Pair Corralation between MARKET VECTR and LGI Homes
Assuming the 90 days trading horizon MARKET VECTR RETAIL is expected to generate 0.3 times more return on investment than LGI Homes. However, MARKET VECTR RETAIL is 3.34 times less risky than LGI Homes. It trades about 0.09 of its potential returns per unit of risk. LGI Homes is currently generating about 0.01 per unit of risk. If you would invest 15,214 in MARKET VECTR RETAIL on September 29, 2024 and sell it today you would earn a total of 6,531 from holding MARKET VECTR RETAIL or generate 42.93% return on investment over 90 days.

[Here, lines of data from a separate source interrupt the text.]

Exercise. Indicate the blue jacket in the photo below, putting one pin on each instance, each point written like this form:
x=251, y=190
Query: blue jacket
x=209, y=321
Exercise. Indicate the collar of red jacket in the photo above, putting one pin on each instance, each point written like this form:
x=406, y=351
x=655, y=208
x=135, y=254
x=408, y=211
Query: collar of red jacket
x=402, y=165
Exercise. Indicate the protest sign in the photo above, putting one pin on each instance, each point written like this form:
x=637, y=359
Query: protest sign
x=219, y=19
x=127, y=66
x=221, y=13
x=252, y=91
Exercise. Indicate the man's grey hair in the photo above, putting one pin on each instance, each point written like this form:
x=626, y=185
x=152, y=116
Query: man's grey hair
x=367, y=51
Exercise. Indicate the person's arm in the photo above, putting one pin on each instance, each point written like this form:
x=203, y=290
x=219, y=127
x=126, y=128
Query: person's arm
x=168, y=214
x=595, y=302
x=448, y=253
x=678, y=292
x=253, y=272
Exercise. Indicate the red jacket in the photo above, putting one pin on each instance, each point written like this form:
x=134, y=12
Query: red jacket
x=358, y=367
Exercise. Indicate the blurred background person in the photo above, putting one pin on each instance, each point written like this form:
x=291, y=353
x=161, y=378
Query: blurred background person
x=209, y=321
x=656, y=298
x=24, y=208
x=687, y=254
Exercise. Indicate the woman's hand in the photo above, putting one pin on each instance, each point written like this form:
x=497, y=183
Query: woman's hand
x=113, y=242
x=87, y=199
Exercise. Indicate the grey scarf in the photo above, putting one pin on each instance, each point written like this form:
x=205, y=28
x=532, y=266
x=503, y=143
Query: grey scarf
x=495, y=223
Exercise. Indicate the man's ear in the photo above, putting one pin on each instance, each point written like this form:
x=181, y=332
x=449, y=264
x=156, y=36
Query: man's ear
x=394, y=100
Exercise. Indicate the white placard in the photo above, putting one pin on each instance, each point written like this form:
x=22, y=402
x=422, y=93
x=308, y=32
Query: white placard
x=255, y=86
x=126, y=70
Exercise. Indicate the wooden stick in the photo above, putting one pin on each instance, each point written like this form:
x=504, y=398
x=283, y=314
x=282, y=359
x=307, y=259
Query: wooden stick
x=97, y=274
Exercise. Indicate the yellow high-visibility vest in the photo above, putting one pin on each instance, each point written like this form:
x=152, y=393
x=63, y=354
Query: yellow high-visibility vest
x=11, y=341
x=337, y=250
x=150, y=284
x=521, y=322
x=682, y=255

Time Period | 3 Months [change] |
Direction | Moves Against |
Strength | Insignificant |
Accuracy | 99.4% |
Values | Daily Returns |
MARKET VECTR RETAIL vs. LGI Homes
Performance |
Timeline |
MARKET VECTR RETAIL |
LGI Homes |
MARKET VECTR and LGI Homes Volatility Contrast
Predicted Return Density |
Returns |
Pair Trading with MARKET VECTR and LGI Homes
The main advantage of trading using opposite MARKET VECTR and LGI Homes positions is that it hedges away some unsystematic risk. Because of two separate transactions, even if MARKET VECTR position performs unexpectedly, LGI Homes can make up some of the losses. Pair trading also minimizes risk from directional movements in the market. For example, if an entire industry or sector drops because of unexpected headlines, the short position in LGI Homes will offset losses from the drop in LGI Homes' long position.The idea behind MARKET VECTR RETAIL and LGI Homes pairs trading is to make the combined position market-neutral, meaning the overall market's direction will not affect its win or loss (or potential downside or upside). This can be achieved by designing a pairs trade with two highly correlated stocks or equities that operate in a similar space or sector, making it possible to obtain profits through simple and relatively low-risk investment.Check out your portfolio center.Note that this page's information should be used as a complementary analysis to find the right mix of equity instruments to add to your existing portfolios or create a brand new portfolio. You can also try the Economic Indicators module to top statistical indicators that provide insights into how an economy is performing.